Builder.io is a San Francisco visual development platform that pairs a headless, visual content management system with a suite of AI design-to-code tools. Founded by Steve Sewell and Brent Locks, two former engineers from the fashion commerce company ShopStyle, the company built its early business around a drag-and-drop editor that lets marketing, product, and design teams build and edit pages visually while emitting production code that plugs into an existing codebase. Since 2023 it has reoriented around AI: its Visual Copilot plugin converts Figma designs into framework code, and its Fusion agent, launched in late 2025, generates and edits production web applications. Builder.io is also a prolific open-source contributor, sponsoring the Qwik web framework (created by Angular author Misko Hevery, who serves as the company's CTO) and maintaining the Mitosis cross-framework compiler and the Partytown script-offloading library.
Builder.io (the company behind builder.io) should not be confused with Builder.ai, an unrelated London app-development startup that filed for bankruptcy in 2025. The two are separate companies with different founders and products.
The platform's central idea is to decouple the visual authoring of web content from the code that renders it. A non-technical user assembles a page in a visual editor using either generic blocks or custom components that developers have registered from the application's own codebase. The resulting layout is stored as structured JSON in Builder's headless CMS and pulled into the live site through an SDK, so the same content can be served to a React, Vue, Angular, Svelte, or other front end without the marketer ever touching code. This positions Builder.io between traditional page builders, which tend to lock teams into proprietary output, and pure headless CMSes, which usually offer no visual editing at all.

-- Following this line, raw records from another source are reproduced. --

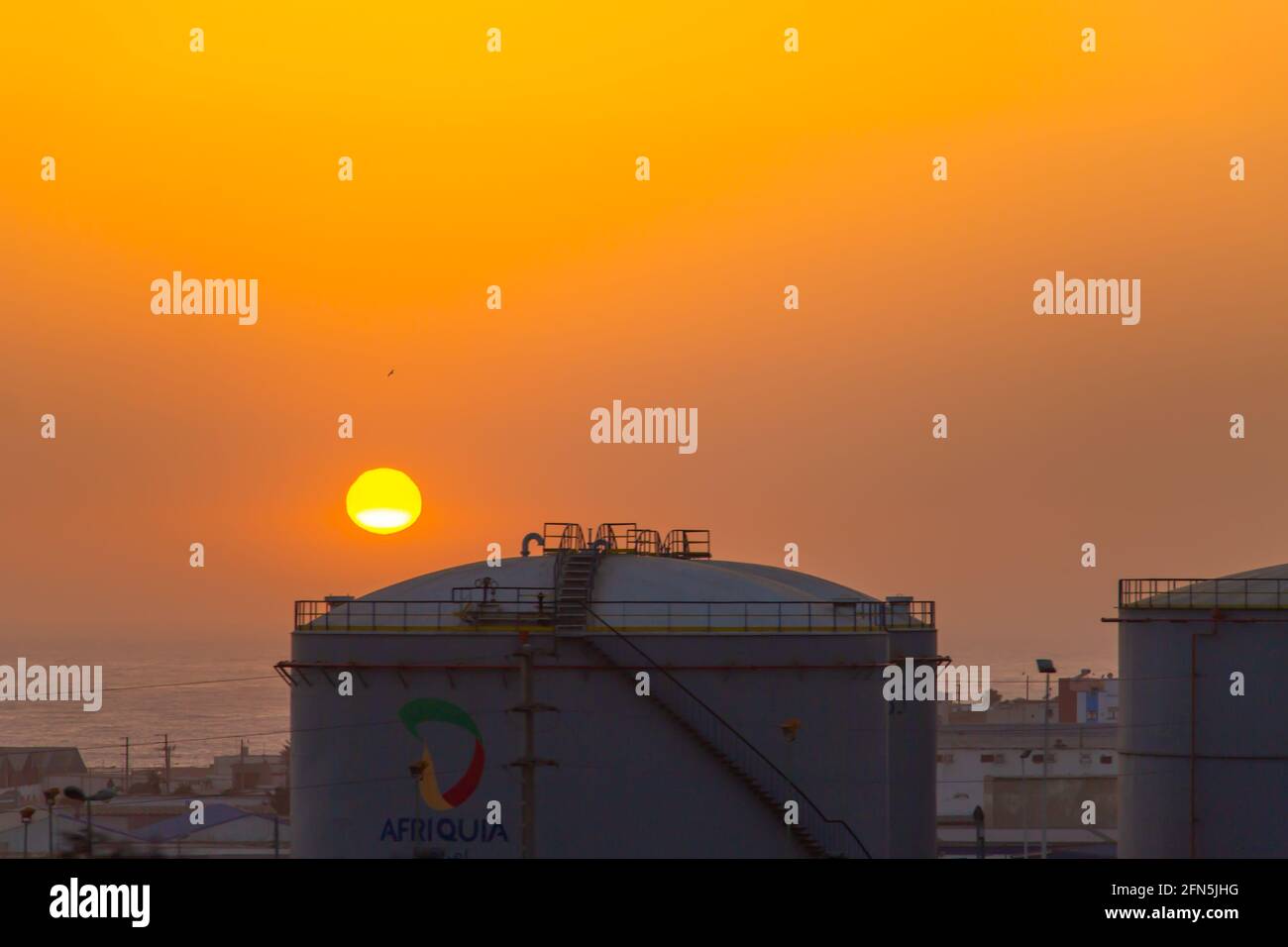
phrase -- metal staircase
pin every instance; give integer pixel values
(574, 589)
(816, 834)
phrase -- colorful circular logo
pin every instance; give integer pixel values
(429, 710)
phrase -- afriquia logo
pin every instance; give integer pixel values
(413, 715)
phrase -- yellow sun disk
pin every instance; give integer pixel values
(382, 500)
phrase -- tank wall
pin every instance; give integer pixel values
(1237, 785)
(630, 781)
(912, 758)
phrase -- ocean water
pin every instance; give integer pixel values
(147, 697)
(207, 703)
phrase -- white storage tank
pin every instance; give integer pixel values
(501, 711)
(1203, 727)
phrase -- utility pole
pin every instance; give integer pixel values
(528, 762)
(166, 750)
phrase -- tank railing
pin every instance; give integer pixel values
(503, 592)
(772, 616)
(688, 544)
(833, 835)
(387, 615)
(648, 543)
(527, 605)
(561, 538)
(1203, 592)
(618, 536)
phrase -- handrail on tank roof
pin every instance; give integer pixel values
(626, 538)
(533, 608)
(1250, 594)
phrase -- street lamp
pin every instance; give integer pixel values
(26, 813)
(1046, 667)
(51, 796)
(76, 793)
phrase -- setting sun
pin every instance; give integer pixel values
(382, 500)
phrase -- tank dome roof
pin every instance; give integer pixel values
(635, 579)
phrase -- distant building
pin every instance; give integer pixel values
(1086, 698)
(33, 766)
(986, 766)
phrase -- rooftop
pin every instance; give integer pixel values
(622, 579)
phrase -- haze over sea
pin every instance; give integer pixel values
(150, 694)
(202, 720)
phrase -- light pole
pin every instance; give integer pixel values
(75, 792)
(1046, 667)
(1024, 788)
(26, 813)
(51, 796)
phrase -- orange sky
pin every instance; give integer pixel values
(518, 169)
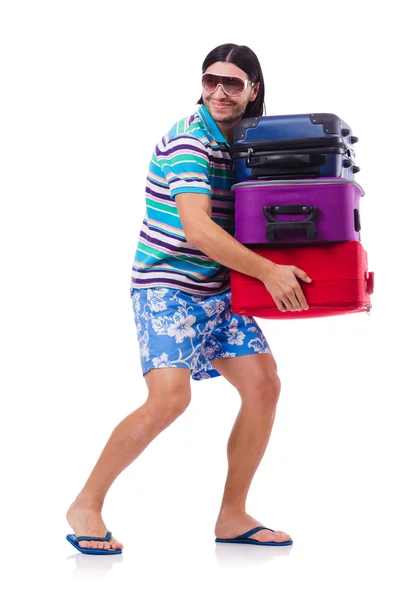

On top of that CMS foundation, the company has layered a set of AI products aimed at the boundary between design and engineering. The throughline across the catalogue is generating usable front-end code from higher-level inputs: a Figma file in the case of Visual Copilot, or a prompt, ticket, or product requirement document in the case of Fusion.
Steve Sewell and Brent Locks met while working together at ShopStyle, where Sewell led web engineering and oversaw the rebuilding of the company's consumer brands. They repeatedly hit the same bottleneck: marketing, sales, and merchandising teams needed frequent landing pages and homepage changes, and those requests clogged the engineering backlog. Existing no-code tools either could not integrate with the company's stack or still depended heavily on developers. The pair built an internal visual editor that produced clean, production code rather than the bloated markup typical of legacy site builders, and spun it out as Builder.io. The company is headquartered in San Francisco. It was incorporated in 2018, and Builder's own announcements and press coverage generally date the company's founding to 2019, the year it launched its commerce-focused product.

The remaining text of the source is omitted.